Weights were applied to match counts in the Current Population Survey for enrollees at firms of a thousand or more workers by sex, age, and state. Weights were trimmed at eight times the interquartile range. On average 23% of women in large group plans are represented in the dataset.

This dataset does not include cases in which a person receives a rape kit but no claims are submitted to the insurer. Therefore, this data is not well suited for calculating prevalence of sexual violence, as spending is limited to women who received services, a diagnosis indicating sexual violence and the plan received the claim. This study attempts to discuss the cost-sharing faced by survivors presenting in a limited set of circumstances and not the financial burden of sexual violence overall. Cost-sharing includes the spending a woman faces from copays, coinsurances and deductibles.

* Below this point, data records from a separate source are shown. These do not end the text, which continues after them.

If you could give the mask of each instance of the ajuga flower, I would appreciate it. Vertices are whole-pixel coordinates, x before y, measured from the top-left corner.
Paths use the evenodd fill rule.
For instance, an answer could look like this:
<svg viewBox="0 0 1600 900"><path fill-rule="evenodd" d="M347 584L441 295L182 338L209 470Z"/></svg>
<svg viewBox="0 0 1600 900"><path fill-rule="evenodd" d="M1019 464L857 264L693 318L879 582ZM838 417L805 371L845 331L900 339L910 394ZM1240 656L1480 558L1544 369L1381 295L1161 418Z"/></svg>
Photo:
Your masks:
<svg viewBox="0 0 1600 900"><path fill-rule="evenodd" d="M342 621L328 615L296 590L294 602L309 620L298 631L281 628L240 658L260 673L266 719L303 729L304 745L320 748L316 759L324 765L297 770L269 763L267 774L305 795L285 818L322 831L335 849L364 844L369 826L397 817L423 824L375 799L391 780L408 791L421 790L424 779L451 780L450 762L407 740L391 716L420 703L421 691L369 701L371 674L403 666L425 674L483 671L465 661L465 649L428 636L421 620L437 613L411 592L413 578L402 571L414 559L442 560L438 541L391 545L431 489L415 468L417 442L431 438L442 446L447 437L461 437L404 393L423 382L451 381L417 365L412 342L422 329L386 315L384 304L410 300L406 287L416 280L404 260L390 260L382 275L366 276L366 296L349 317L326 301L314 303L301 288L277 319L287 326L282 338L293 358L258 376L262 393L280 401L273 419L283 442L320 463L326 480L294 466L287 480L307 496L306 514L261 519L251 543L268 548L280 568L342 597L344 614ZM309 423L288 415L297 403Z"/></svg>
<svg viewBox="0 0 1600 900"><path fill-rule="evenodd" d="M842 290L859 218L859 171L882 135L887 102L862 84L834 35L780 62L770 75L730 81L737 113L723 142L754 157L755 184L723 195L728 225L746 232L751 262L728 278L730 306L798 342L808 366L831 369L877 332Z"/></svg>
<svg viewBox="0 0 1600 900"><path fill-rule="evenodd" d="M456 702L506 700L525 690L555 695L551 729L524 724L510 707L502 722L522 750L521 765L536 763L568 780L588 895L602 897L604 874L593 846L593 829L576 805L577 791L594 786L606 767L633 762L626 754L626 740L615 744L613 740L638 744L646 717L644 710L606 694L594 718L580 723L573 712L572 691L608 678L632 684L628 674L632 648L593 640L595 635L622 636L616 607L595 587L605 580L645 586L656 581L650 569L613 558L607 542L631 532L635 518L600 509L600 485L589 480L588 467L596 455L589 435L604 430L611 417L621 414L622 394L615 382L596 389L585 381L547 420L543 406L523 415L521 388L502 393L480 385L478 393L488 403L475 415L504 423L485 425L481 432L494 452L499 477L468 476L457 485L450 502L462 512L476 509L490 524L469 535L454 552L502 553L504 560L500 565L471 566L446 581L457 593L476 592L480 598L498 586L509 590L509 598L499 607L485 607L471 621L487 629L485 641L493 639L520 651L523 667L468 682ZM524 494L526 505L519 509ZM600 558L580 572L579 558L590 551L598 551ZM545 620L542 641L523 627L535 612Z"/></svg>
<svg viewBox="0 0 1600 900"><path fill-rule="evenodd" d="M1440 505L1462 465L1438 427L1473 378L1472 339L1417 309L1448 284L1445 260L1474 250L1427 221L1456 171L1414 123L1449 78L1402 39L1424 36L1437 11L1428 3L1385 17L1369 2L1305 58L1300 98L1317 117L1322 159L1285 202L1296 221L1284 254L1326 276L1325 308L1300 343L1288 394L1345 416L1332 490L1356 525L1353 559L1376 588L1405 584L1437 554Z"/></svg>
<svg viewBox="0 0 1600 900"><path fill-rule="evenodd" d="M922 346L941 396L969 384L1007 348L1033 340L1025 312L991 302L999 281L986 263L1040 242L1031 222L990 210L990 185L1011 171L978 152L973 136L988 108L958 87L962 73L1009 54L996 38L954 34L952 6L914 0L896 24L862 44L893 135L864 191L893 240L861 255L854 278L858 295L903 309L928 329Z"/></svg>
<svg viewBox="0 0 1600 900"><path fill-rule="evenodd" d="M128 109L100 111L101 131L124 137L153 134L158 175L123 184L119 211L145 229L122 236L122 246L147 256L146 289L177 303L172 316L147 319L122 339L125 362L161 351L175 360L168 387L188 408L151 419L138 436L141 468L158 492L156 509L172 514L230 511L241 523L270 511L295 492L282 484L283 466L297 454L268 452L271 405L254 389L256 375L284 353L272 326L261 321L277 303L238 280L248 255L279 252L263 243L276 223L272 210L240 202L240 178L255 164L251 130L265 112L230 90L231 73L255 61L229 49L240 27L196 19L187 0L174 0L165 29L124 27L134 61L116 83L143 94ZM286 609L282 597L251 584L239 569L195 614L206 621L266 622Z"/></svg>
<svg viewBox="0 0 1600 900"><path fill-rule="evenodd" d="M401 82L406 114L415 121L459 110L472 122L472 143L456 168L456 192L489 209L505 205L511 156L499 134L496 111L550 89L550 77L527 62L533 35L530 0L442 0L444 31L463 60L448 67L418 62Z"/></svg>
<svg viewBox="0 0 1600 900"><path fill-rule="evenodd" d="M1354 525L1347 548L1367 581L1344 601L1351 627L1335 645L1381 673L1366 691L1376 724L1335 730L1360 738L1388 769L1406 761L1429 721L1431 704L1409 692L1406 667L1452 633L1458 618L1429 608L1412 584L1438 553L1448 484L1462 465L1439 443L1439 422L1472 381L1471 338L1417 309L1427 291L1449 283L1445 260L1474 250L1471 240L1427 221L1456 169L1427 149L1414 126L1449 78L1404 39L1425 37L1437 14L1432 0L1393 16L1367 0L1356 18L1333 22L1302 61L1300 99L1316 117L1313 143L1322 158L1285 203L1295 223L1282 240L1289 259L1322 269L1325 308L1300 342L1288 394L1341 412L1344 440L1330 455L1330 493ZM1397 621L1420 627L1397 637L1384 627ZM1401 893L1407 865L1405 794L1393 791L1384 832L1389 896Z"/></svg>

The state policy tracking in shown in Appendix Table 1 was collected between June 2021 and December 2021. This data may change over time as fluctuations in state funds often impact what services states are able to cover.

Endnotes
  1. The Department of Justice (DOJ) defines rape legally as the penetration, no matter how slight, of the vagina or anus with any body part or object, or oral penetration by a sex organ of another person, without the consent of the victim. Nearly 1 in 5 women in the United States have experienced attempted or completed rape during their lifetimes. In this paper, rape and sexual assault are used interchangeably, although sexual assault is an umbrella term that also includes attempted rape, unwanted sexual touching, and forcing the victim to perform sexual acts. The reason these terms are used interchangeably in this paper is that rape kits and associated services may be needed even in cases outside of the scope of the DOJ definition of rape.